SMF: I’ve been so inspired by all the women I’ve met doing human rights work in this region and I felt like their stories had been under-told. Of course other scholars have written about feminist human rights work at the United Nations, but I really wanted to tell the story of transnational feminist activism stemming from the Americas that had an explicit commitment to an antiracist politics. How do activists think about the confluence of patriarchy and racism and then apply this conceptualization of intersectionality in a radical way to ensure an inclusive visibility? How does a feminist approach to antiracism raise suspicion and distrust in other (non-feminist) activists who feel this nuanced approach derails the conversation about racial justice?

Q: What was the biggest challenge involved with bringing this book to life?
SMF: Writing a critical historical analysis of a mega institution to provide the context for contemporary activism was very challenging because I did not want to unintentionally give the institution credit for the activism that emerged in this space. The activism is the most important part of this narrative, yet its emergence did not come forth in a linear manner nor separate from an institutional structure. I refer to this challenge as the “circuitous milieu.”

Q: What was the most interesting thing you learned from putting together Power Interrupted?
SMF: At the first UN conference in 1945, the women representatives from Brazil and the Dominican Republic (Bertha Lutz and Minerva Bernardino, respectively) wholeheartedly embraced a feminist agenda while the US representative (Virginia Gildersleeve) publicly distanced herself from the women’s movement. In fact, a 1945 Washington Post article referred to Gildersleeve, in a positive way, as “no feminist thinker.” This discovery was an important reminder about the value of feminist genealogies to contextualize contemporary realities.

Q: What do you think is the book’s most important contribution?
SMF: A key contribution I make in this book is my assertion that the transnational feminist activism I discuss could only be possible in antiracist spaces. Thus, intersectionality gains traction at the UN as part of its agenda against racism by the mid-1990s following the downfall of South African apartheid and the independence of Namibia.

Q: How did you come up with the title?
SMF: I think the UN is a representation of power that is masculinized, racialized, hierarchical, and domineering and is often viewed institutionally as reflecting a US agenda. What antiracist feminist activists have done here is interrupt this power in such a manner that they also challenged a US agenda at the UN.

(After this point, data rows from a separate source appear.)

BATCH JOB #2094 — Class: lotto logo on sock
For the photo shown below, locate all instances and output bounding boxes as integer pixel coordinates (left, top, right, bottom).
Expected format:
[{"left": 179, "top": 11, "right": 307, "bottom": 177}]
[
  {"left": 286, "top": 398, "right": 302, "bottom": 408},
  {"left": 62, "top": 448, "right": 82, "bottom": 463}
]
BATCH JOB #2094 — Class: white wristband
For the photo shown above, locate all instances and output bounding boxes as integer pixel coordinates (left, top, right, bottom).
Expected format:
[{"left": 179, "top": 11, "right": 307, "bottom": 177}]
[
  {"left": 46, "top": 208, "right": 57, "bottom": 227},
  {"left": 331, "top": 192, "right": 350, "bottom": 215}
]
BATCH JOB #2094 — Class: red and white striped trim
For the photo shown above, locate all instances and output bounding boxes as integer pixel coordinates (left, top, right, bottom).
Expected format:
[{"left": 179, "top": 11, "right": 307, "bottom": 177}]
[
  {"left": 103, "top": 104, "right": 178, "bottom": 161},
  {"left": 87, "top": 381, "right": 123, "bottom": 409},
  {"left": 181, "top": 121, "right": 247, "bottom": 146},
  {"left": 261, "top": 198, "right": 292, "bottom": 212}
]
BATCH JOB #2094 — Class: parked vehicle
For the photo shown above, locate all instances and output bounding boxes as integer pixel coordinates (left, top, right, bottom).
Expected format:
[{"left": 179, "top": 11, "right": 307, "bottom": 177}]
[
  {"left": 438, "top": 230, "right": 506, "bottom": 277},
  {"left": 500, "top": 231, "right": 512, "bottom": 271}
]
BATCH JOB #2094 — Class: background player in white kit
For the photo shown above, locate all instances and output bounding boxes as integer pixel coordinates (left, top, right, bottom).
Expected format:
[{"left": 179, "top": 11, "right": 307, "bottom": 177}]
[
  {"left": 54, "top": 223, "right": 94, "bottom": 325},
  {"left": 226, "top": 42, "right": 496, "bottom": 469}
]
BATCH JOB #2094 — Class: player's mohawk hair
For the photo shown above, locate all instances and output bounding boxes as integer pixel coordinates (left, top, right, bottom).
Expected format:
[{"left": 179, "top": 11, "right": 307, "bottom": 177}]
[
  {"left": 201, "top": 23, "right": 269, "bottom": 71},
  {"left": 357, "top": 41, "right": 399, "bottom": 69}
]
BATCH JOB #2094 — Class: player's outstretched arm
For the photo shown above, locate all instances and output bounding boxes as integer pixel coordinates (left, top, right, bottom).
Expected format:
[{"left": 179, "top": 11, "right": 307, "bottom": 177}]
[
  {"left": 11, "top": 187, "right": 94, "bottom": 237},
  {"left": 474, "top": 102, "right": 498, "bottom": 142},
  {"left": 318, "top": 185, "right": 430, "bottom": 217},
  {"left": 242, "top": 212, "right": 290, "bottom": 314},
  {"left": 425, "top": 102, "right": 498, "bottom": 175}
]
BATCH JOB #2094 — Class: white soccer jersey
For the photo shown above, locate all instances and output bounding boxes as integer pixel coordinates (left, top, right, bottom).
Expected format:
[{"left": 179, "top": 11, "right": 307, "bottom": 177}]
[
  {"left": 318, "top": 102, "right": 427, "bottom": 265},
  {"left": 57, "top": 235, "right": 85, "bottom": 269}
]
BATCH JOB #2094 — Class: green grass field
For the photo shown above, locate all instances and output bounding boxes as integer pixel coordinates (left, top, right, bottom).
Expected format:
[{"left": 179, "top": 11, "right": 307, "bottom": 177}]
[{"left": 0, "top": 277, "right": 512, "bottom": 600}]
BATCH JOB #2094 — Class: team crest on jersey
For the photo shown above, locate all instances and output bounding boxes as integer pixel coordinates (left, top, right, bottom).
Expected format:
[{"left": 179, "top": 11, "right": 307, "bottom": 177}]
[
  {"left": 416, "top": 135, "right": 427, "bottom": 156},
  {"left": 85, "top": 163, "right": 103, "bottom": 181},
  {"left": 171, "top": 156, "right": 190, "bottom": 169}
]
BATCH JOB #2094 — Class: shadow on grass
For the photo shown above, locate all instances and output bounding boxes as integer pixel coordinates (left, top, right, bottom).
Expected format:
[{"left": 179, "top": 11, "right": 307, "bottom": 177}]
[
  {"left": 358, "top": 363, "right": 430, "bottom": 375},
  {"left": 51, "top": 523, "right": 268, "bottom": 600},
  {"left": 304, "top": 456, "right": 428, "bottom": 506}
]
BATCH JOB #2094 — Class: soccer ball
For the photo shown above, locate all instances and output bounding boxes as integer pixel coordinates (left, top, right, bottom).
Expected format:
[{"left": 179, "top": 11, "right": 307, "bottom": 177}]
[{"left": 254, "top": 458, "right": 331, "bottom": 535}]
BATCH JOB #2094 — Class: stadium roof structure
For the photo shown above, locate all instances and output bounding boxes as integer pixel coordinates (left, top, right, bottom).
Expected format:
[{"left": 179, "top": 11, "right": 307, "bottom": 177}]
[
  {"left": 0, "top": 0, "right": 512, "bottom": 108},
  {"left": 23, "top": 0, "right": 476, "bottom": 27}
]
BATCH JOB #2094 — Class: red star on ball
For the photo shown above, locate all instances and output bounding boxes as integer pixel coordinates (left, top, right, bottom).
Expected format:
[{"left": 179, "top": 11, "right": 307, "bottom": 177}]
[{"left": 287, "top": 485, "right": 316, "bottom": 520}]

Q: What is your next project?
SMF: My next project is focused on transitional justice in Peru and about the challenges of building a human rights culture there. I am Peruvian American and like many children of immigrant parents, I often wonder what my life would have been like if my parents never left Peru. Thanks to my provocative conversations with human rights activists and artists in Peru, I have started to think about how social conflicts become obscured through an assertion of being “post-conflict” and about the importance of collective healing from trauma, which mandates challenging an entrenched culture of indifference to people’s pain and experiences with injustice.

Q: What are you reading right now?
SMF: Outside of the reading I do for my job, I have mostly been reading memoirs. At the moment I’m reading Life in Motion: an Unlikely Ballerina by Misty Copeland and prior to that book I read Redefining Realness: My Path to Womanhood, Identity, Love, and So Much More by Janet Mock. In terms of novels though, I cannot recommend And the Mountains Echoed by Khaled Hossein high enough. Everyone I tell to read this book thanks me in the end.

Q: What would you have been if not an academic?
SMF: I’m a very organized person so maybe a party planner or a professional photographer since I love photos.